The upshot of this is that today, I was supposed to be going for ‘Runch’. And when the friend who normally leads it asked if I could cover because he couldn’t make it, I actually said (gasp!): “Nope. I’m going to have a total rest day. I’m not going to run today.” If I had, I would actually have been running 9 days out of 10, AND on 2 of those running days I was also swimming, and then my general cycling to get around as well). I decided I needed the day off. I didn’t even cycle over to the café to meet my friend for a coffee. I got in the CAR – unheard of if I can help it for short journeys. But today? F*CK THE ENVIRONMENT!… We did take her dog (who I maintain is ACTUALLY an Ewok) for a walk when I got there, but my spangly new Garmin shouts at me if I sit still for too long, and then I shout back at it, and people give me odd looks, so that was fine. Avoided that embarrassment in public. And the kids are used to me yelling “I just did a 10mile run, SHADDAP!” at it.
I know some people love RED (Run Every Day) and it works for them – it doesn’t for me. I’m not a streaker. Well there was that one time on Manly Beach in Sydney… but I think that’s a different kind of streaking and I’m not 23 any more, and really that kind of thing is frowned upon in your mid 40’s. I did try RED January last year and I just exhausted myself and then felt guilty when I stopped. I didn’t find running every day compatible with marathon training because I needed the rest days after hard session. Maybe it works better if you’re ONLY doing that one mile every day, not doing your regular runs and then trying to put in another mile on what were formerly your rest days. I also, if I’m honest, don’t see the point. I could NOT be arsed to get all my kit on for one mile just to keep a run streak going. I feel like I spend 80% of my time doing laundry as it is…

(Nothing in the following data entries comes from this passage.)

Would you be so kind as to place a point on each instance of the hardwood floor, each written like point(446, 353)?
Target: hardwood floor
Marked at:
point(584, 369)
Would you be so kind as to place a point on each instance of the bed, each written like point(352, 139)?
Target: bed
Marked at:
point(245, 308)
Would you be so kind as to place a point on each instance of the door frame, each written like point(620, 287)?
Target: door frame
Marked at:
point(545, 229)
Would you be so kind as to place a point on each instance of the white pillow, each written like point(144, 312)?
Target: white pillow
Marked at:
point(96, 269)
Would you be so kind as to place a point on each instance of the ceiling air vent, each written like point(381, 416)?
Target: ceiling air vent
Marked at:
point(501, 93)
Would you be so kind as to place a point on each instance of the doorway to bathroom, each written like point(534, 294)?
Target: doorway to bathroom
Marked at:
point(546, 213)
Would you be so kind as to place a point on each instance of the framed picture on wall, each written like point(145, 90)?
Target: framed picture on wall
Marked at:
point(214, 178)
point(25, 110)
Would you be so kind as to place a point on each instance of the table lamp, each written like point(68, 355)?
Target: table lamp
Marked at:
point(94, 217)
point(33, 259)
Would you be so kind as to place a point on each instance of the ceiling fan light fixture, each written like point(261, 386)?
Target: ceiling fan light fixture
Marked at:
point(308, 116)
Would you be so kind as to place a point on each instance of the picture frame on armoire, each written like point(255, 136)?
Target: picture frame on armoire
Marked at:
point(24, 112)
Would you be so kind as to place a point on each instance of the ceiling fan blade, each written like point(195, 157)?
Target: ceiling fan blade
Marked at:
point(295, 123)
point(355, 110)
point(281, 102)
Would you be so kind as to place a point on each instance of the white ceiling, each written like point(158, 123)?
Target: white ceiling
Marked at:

However, I totally get the reasons why some people love to run every day, and that the momentum keeps them going. I have good friends who do it (who will probably utterly disagree with me on this now) but my ethos has always been to do quality sessions and then get some quality rest in between. Somewhere in the last couple of months though, the rest bit of my ethos still managed to get a bit lost, and I felt like I had to be doing something ALL the time. But right now, I’m having a great time snuggling down with the cats, not doing ANYthing between school runs more taxing than writing this and baking a recipe from Runners World that smells freaking amazing (gluten free banana and blueberry bread). I hate the term self-care, but that is what I am doing. And I hereby vow to have at least one PROPER rest day a week.